I spent years looking back at that first panic episode, searching for a logical reason that could’ve caused my lungs to struggle for air, my heart to race, and my body to collapse in exhaustion. When panic attack 26 came around, it finally hit me that the physical pain I experienced that Sunday wasn’t something I could’ve prevented—it wasn’t my fault.
'Anxiety is an illness, not a personality trait'
Truth is, my anxiety is an illness. It’s not a personality trait. I labeled myself as being dramatic, hot-headed and “too emotional.” Some of it had to do with my own personal stigma against mental illness, but I think a part of that was also due to the symptoms of my illness itself.
In many ways, having anxiety means I’m in a constant love-hate relationship with myself. I always feel like I’m jumping to the wrong conclusions. Not too long ago, I was at a place in my life where I’d misinterpret a delayed text as a sign that I wasn’t loved. I’d mistaken busy-ness for neglect, indifference for hate, and my slip-ups for failure. I was struggling to respond healthily to everyday stress, and my fear of people finding out about my illness only made it worse.
Several nights a week, I’d lay in bed and make a mental list of things to worry about that would keep me up at night. It could range from an errand I have to run the next day or my entire future. I would dwell on them—that’s what anxiety does. Then I’d wonder how many things on that list other people actually knew about, and most of the time the answer was none.
If I could’ve stopped my episode that Sunday, I would’ve. I would’ve avoided panic attack #18 on my birthday in a college bar at 2 a.m. or #29 on my way to a Red Lobster dinner if I had control over my body’s momentary glitches and all the physical symptoms that came with it.
Accepting her diagnosis—and moving forward
It took three therapists, two psychiatrists, and a whole lot of soul-searching for me to accept my anxiety as a part of me, and to realize that I am still a work in progress.
In the past three years or so, I’ve experimented with both behavioral therapy and medication. I’ve tried group therapy and individual therapy. What I have learned from those experiences is that therapy is hard and that it takes time and courage.
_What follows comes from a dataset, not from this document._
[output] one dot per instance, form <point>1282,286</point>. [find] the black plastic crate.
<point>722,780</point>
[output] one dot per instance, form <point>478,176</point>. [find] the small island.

I often bailed on my sessions and dropped out of my five-month group therapy program almost two years ago. I’m currently thinking about giving it another try.
My doctor prescribed the anti-anxiety medication Xanax, to be taken only when I was panicking. Having the pill bottle with me at all times gave me comfort, but I didn’t like the way I felt on it, and it also didn’t help me better manage my anxiety. That prescription has long since lapsed.
Some days I would wake up feeling like I’m taking shorter breaths. My chest would feel hollow and my shoulders heavy. I’d fidget a lot. I’ve learned to manage these “triggers” or early panic attack symptoms by adopting mindfulness strategies. One technique, called grounding, involves focusing on an object or my breathing. This helps me to quiet my wandering mind so that I’m able to pinpoint my physical symptoms and anticipate if my anxiety is going to get worse that day.
I try to exercise as frequently as possible, and I find night walks helpful for my insomnia. I’ve opened up to people about my struggles with anxious feelings, and the emotional support really helps.
Surprisingly, being transparent is the best way to combat my anxiety. I have learned that being honest with others when I’m not feeling well allows me to be honest with myself. I’m gradually learning that admitting my anxiety doesn’t necessarily mean that I’m less of me.
Now, I no longer treat my panic attacks as a sign of defeat when I do get them. But let’s be real: panic attack #36 will come, and it’s going to feel just as traumatic as the last. I will count down the seconds until it ends, as I always do, and I will lay down afterwards with my chest feeling hollow and my body completely worn down. But now I know that it’s okay because I can still try to make progress again tomorrow.